The susceptible and resistant maize genotypes were altered at the transcriptomic and volatile profile levels before and after aphid infestation. At the transcript level, the resistant Mp708 plants had a more efficient response following CLA herbivory. Genes encoding several proteins required for phytohormone biosynthesis and TFs potentially linked to hormone signaling were upregulated in the resistant Mp708 plants both prior to and after CLA infestation. These data suggest that the resistant maize genotype possessed a finer regulation of the plant hormonal pathways and VOCs, potentially leading to enhanced resistance to CLA.


Plant cultivation and aphid propagation

Corn leaf aphids and maize plants were grown as described previously [13, 18]. Both Mp708 and Tx601 plants for the experiments were used at the V2-V3 developmental stage (~ 2 weeks) [65] and were grown in 3.8 cm × 21.0 cm plastic Cone-tainers (Hummert International, Earth City, MO). At the V2-V3 stage, the second true leaf of maize plants were infested with 10 adult CLA. CLA-infested leaves were clip-caged and tissues were collected 24 hpi. CLA uninfested samples were collected at 0 hpi as control plants. Nine plants were infested with three replicates formed by pooling three samples per replicate. For root collection, plants were carefully removed from the soil and roots samples collected as described previously [13, 14].

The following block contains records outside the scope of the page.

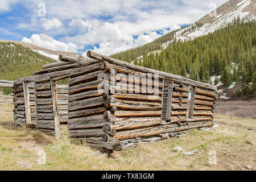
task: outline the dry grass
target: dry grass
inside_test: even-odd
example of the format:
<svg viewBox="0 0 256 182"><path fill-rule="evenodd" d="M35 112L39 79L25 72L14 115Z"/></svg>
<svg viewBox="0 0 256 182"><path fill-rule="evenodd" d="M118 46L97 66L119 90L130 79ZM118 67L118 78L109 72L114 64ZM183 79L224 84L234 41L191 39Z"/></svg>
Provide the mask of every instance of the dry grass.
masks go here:
<svg viewBox="0 0 256 182"><path fill-rule="evenodd" d="M67 130L61 131L62 139L56 140L35 129L14 127L9 120L12 109L0 105L0 113L7 112L0 115L7 119L0 119L0 170L247 170L246 164L256 169L255 119L216 114L220 127L209 131L191 130L184 136L141 144L109 158L90 155L96 151L70 140ZM199 151L185 156L172 150L177 146L183 152ZM46 153L46 164L35 161L39 150ZM209 164L211 151L216 151L217 166Z"/></svg>
<svg viewBox="0 0 256 182"><path fill-rule="evenodd" d="M256 100L218 101L216 112L241 118L256 119Z"/></svg>

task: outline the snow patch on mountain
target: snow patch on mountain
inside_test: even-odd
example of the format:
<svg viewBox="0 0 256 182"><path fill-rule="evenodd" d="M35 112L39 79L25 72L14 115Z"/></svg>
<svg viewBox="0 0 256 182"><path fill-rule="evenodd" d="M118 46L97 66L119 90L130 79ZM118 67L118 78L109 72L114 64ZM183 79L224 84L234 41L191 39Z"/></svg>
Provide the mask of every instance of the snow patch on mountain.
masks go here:
<svg viewBox="0 0 256 182"><path fill-rule="evenodd" d="M53 54L52 52L48 52L47 51L46 51L40 50L32 50L32 51L47 57L54 59L55 60L59 60L59 55Z"/></svg>

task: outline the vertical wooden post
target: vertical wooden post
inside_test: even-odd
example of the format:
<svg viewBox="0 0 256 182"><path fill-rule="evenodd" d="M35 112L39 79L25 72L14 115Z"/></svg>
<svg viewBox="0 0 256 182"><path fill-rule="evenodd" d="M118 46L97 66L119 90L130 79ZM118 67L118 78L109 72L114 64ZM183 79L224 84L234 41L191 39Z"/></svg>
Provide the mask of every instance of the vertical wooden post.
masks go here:
<svg viewBox="0 0 256 182"><path fill-rule="evenodd" d="M51 79L51 89L52 91L52 109L53 111L55 138L57 139L60 139L60 121L59 119L59 112L57 101L57 86L56 85L55 80L53 79Z"/></svg>
<svg viewBox="0 0 256 182"><path fill-rule="evenodd" d="M25 105L26 123L31 123L31 116L30 112L30 93L27 82L23 82L23 94L24 94L24 104Z"/></svg>
<svg viewBox="0 0 256 182"><path fill-rule="evenodd" d="M193 117L196 89L196 86L189 85L188 87L188 92L189 98L188 100L187 113L186 113L186 118L188 119L191 119Z"/></svg>
<svg viewBox="0 0 256 182"><path fill-rule="evenodd" d="M162 88L162 101L161 101L161 106L163 107L161 109L161 119L163 117L163 92L164 92L164 80L163 79L163 87Z"/></svg>
<svg viewBox="0 0 256 182"><path fill-rule="evenodd" d="M166 108L166 120L171 121L172 115L172 92L174 89L174 82L170 82L168 88L167 107Z"/></svg>
<svg viewBox="0 0 256 182"><path fill-rule="evenodd" d="M38 97L36 96L36 82L35 81L35 80L34 80L34 93L35 94L35 106L36 108L36 129L38 130L39 129L39 126L38 123L38 104L37 104Z"/></svg>
<svg viewBox="0 0 256 182"><path fill-rule="evenodd" d="M68 122L69 121L69 80L70 80L70 75L68 75L68 135L69 134L69 132L68 132Z"/></svg>

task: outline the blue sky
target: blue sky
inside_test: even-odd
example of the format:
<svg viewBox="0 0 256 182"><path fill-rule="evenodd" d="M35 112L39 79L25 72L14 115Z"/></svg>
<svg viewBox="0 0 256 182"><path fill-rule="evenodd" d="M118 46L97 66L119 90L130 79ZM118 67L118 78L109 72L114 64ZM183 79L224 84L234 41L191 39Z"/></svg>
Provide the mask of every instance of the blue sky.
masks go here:
<svg viewBox="0 0 256 182"><path fill-rule="evenodd" d="M226 1L2 0L0 39L110 55L192 23L213 10L213 3Z"/></svg>

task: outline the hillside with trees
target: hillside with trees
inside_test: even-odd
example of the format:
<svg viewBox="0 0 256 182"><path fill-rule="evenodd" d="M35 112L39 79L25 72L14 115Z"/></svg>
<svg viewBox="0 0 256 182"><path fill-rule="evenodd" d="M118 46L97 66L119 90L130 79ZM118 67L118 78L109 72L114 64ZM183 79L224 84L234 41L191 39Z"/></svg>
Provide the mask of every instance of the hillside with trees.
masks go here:
<svg viewBox="0 0 256 182"><path fill-rule="evenodd" d="M166 37L172 40L175 32L157 42L163 42L162 38L166 41ZM256 88L255 32L255 20L245 22L238 18L207 35L184 42L175 39L159 52L152 52L160 45L156 40L112 57L213 85L221 81L225 88L236 82L239 86L236 94L249 98ZM148 47L151 48L145 51ZM212 83L210 77L214 75L216 78ZM221 76L220 80L217 76Z"/></svg>
<svg viewBox="0 0 256 182"><path fill-rule="evenodd" d="M42 69L43 64L56 61L30 48L14 43L0 42L0 80L14 80L30 76ZM12 93L11 88L1 88L5 94Z"/></svg>

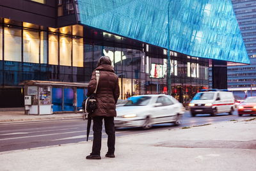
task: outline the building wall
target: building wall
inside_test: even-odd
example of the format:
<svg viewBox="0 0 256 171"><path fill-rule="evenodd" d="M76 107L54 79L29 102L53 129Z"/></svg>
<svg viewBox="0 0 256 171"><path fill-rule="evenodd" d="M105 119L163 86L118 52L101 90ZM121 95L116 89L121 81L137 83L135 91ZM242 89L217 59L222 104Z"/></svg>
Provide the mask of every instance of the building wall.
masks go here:
<svg viewBox="0 0 256 171"><path fill-rule="evenodd" d="M228 88L256 86L256 1L232 0L250 64L228 68ZM249 93L250 94L250 93Z"/></svg>
<svg viewBox="0 0 256 171"><path fill-rule="evenodd" d="M55 0L1 0L0 16L46 27L56 26Z"/></svg>
<svg viewBox="0 0 256 171"><path fill-rule="evenodd" d="M102 56L113 61L120 98L167 93L166 49L79 25L41 26L0 19L0 93L10 94L0 107L22 106L12 100L22 97L24 80L88 82ZM208 86L208 60L174 52L171 57L172 95L188 102Z"/></svg>
<svg viewBox="0 0 256 171"><path fill-rule="evenodd" d="M77 3L83 24L191 56L249 63L230 0Z"/></svg>

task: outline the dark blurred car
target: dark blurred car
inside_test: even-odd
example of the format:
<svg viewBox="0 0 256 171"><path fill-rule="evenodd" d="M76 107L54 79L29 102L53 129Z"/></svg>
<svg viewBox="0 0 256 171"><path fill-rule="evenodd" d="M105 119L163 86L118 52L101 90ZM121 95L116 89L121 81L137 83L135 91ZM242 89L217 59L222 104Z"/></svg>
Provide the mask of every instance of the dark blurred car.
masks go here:
<svg viewBox="0 0 256 171"><path fill-rule="evenodd" d="M248 97L238 106L238 115L256 114L256 96Z"/></svg>
<svg viewBox="0 0 256 171"><path fill-rule="evenodd" d="M236 100L235 101L236 108L237 108L237 107L240 105L240 103L244 101L244 100Z"/></svg>

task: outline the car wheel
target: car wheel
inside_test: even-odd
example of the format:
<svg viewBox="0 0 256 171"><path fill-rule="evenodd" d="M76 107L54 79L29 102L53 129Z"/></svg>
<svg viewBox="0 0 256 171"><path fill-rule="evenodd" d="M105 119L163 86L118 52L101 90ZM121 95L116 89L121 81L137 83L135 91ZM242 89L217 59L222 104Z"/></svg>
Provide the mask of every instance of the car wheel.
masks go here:
<svg viewBox="0 0 256 171"><path fill-rule="evenodd" d="M234 112L234 108L233 107L231 107L230 111L228 112L228 115L232 115Z"/></svg>
<svg viewBox="0 0 256 171"><path fill-rule="evenodd" d="M215 116L216 114L217 114L217 109L216 108L212 109L212 112L211 114L211 115L212 116Z"/></svg>
<svg viewBox="0 0 256 171"><path fill-rule="evenodd" d="M181 124L180 119L181 119L180 115L178 114L176 116L175 121L173 122L174 125L175 125L175 126L180 125Z"/></svg>
<svg viewBox="0 0 256 171"><path fill-rule="evenodd" d="M191 116L192 117L195 117L196 116L196 114L195 114L195 113L191 113Z"/></svg>
<svg viewBox="0 0 256 171"><path fill-rule="evenodd" d="M149 116L147 116L146 117L146 119L145 120L144 124L142 125L142 128L144 130L147 130L150 128L152 126L151 124L151 119Z"/></svg>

RNA extraction and RNA-seq libraries construction and sequencing

Maize root and leaf tissues (80–100 mg) were ground using 2010 Geno/Grinder® (SPEX SamplePrep, NJ, USA) for 40 s at 1400 strokes min− 1 in the presence of liquid nitrogen. Subsequently, total RNA was extracted from the homogenized tissue using Qiagen RNeasy Plant Mini Kit. Nanodrop 2000c Spectrophotometer (Thermo Scientific TM) was used to quantify the extracted total RNA. Then, RNA-seq libraries were constructed on an Illumina HiSeq 2500 (University of Minnesota Genomics Center) using the mRNA-seq standard TruSeq protocol. RNA-seq libraries were sequenced in 50 bp paired-end with 20 million reads on average per library.

Analysis of RNA-seq libraries

The quality check of the RNA-seq libraries was performed with FASTQC [66] and reads with a Phred score lower than 20 and length below 45 base pairs were removed with Trimmomatic v0.39 [67]. Then, trimmed reads were mapped on the maize reference genome v4 (!bulk?org=Org_Zmays) with Tophat2 [68] using the following parameters: 1 mismatch (−N 1), 0 splicing mismatch (−m 0), unique mapped reads (−g 1 -M). The output statistics of the trimming and mapping are summarized in the Supplemental Table 6. The transcripts reconstruction was performed with Cufflinks v2.2.1 with the following parameters: quantification against the reference annotation only (−G), multi-read-correct (−u) and frag-bias-correct (−b). The differential expressed gene analysis was performed with Cuffdiff 2.2.1. DEGs were identified with the following parameters: P ≤ 5% and false discovery rate |log2(Infested/Contol)| ≥ log2 [2]. Gene ontology (GO) were analyzed with MaizeMine ( by using the reference annotation as a template. Hierarchical clustering was performed using the Hierarchical Clustering Explorer 3.5 software ( with the complete linkage method and the Pearson correlation coefficient. The minimal similarity to establish the clusters was set to 0.834, which is the Pearson correlation significant at the P-value threshold of 0.01. PCA analysis has been performed in R with the ggplot package.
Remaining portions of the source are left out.